赵石头看着一炕的钱,再看看媳妇兴奋得通红的脸,突然嘿嘿笑起来,搓着手:“值!真值!明儿我再去场子上守着!谁要敢捣乱,我把他扔雪堆里!”
村东头王寡妇家。她的小儿子铁蛋已经抱着个烤得焦香的大饼子睡着了,嘴角还沾着油星。王寡妇坐在炕沿,就着明灯,一遍遍数着铁皮罐里的钱。大多是铜钱,也有几个小银角子。
“四十七……四十八……”她低声念着,布满冻疮和老茧的手指头有点不听使唤。数完一遍,又怕数错,再数一遍。
最后,她把钱小心地包进一块洗得发白的蓝布里,紧紧攥着,捂在胸口。冰凉的铜钱贴着皮肉,心口却滚烫滚烫的。

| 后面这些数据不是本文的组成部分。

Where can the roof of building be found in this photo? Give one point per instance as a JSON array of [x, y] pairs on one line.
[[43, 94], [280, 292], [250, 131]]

这钱,够给铁蛋扯身厚实的新棉袄,再买上够吃一冬的粗盐了。她望着窗外远处打谷场上还没熄灭的幽幽蓝光,只觉得那光也照进了她冷清了半辈子的心里。
夜色沉沉,万福村安静下来。风还在刮,雪还在下。
打谷场上,那几盏巨大的冰灯依旧散发着恒定的、幽蓝的光芒,像几颗不会疲倦的眼睛,沉默地守护着这片被严寒封锁、却因为一个女子和她那不为人知的秘密而沸腾起来的土地。
冻土之下,似乎有什么东西正在暖过来。
也在悄悄改变大家的生活。
第1613章 还真是开了眼
万福村后山那片背风的缓坡上,凭空“长”出了一座雪村。